Notes from the 6/20/00 membership meeting on the topic: “Found Stone”
Soapstone deposits on the road to Lake Wenatchee, WA. You must get a Forest Service permit from the Ranger Station (509 763-3103) to collect it. They can also tell you where to find the stone. The permit is about $10 and the charge for stone is about $3/cubic yard. You can drive very close to the stone deposits. The soapstone comes in many colors — light to dark chocolate, greens, golds. It has been tested for asbestos and is believed to be asbestos-free. Some Serpentine can also be found.
White mystery stone on the way to Lake Wenatchee, WA. Past the ranger station on the road to Lake Wenatchee look out for a quarry with snow white stone. It’s harder than alabaster. You can’t just take it, but you can talk to the folks at the quarry about its availability.

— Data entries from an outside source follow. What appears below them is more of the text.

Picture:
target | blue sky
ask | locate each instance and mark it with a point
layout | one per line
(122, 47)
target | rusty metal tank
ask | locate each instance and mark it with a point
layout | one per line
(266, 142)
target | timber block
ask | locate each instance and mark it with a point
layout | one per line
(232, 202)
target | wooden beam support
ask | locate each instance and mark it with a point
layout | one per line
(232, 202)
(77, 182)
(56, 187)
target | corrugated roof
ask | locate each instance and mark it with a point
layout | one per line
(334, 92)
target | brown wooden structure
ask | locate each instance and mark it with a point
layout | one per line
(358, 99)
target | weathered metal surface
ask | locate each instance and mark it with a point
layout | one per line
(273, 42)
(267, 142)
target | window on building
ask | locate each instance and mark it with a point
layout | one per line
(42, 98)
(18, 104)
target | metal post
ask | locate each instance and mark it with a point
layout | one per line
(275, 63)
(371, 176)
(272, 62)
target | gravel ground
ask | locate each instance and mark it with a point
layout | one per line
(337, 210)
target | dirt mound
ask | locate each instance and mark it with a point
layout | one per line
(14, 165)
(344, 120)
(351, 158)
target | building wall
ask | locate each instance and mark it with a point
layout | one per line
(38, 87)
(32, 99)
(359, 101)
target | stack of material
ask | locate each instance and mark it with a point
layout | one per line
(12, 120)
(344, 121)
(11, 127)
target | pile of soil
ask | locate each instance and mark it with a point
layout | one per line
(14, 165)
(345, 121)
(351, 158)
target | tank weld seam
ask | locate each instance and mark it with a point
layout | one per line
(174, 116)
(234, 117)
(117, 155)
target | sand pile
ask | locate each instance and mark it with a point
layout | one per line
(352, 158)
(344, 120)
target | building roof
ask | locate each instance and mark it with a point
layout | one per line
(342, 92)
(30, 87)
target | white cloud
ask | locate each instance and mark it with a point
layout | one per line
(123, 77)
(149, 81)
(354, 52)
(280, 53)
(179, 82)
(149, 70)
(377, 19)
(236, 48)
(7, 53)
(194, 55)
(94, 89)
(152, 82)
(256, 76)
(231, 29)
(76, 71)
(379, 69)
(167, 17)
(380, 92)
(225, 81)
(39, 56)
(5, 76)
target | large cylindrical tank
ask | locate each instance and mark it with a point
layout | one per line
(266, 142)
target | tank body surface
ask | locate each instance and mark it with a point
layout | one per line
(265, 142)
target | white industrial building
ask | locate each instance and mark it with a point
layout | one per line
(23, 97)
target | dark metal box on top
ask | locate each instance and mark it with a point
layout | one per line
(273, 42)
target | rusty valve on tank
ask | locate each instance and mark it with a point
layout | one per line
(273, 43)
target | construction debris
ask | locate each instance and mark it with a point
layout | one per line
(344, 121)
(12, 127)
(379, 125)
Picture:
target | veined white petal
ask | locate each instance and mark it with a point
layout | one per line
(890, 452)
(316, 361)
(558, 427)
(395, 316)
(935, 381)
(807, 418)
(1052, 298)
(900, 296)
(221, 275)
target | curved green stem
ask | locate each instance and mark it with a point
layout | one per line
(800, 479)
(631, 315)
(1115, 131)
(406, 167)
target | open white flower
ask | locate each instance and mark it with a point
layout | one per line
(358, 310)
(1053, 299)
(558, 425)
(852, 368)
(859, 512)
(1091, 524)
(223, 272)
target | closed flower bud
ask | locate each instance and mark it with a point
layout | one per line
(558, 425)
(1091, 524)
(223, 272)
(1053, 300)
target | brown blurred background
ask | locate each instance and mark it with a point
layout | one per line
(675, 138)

Marble and more, near Kettle Falls in northeastern Washington. Near the Canadian border, on the east side of the Columbia River, right near the road is an inactive quarry with marble — white with green and gold flecks. Nearby, you can also find brucite, red marble, and pink marble. While in the area look around for other inactive quarries.
Serpentine everywhere. There is lots of serpentine all over. Look for an outcropping 7 miles north of Olmac. Look in Kititas county, and look in the Mt. Stewart Range. Note: serpentine can have arsenic inclusions.
Jade by Teanaway River, about 2 hours east of Seattle area, north of Cle Elum.
Limestone. At Miller Quarry in Goldbar, WA. Active quarry, some carvable limestone for $0.01/pound. They also have basalt. Look for another limestone quarry on the south fork of the Skykomish River, on the way to Index, WA. The limestone is dark with light streaks.
Sandstone. You can find black sandstone on lots of beaches. Look for a nice, creamy-textured one in Cowichan on Vancouver Island, Canada. Tenino, WA, has a sandstone quarry also.
Basalt. West of Yakima, WA, by the Naches River, look for basalt columns. If you’re boating on the Columbia River, you can find lots more basalt.
Dumpster stone. NW Marble and Terrazzo, in Bellevue, WA, at intersection of I90 and Richards Road has scrap dimensional stone that you can take from their dumpster. Types are those used for countertops, etc. Similar stores in your area may also have scrap stone available.
Collecting free or almost-free stone has a price — time, energy, risk of injury, car wear, etc. For many, finding stone this way is rewarding because they feel more connected with the stone and the earth finding it in its natural setting, there is less environmental impact and the forms are natural.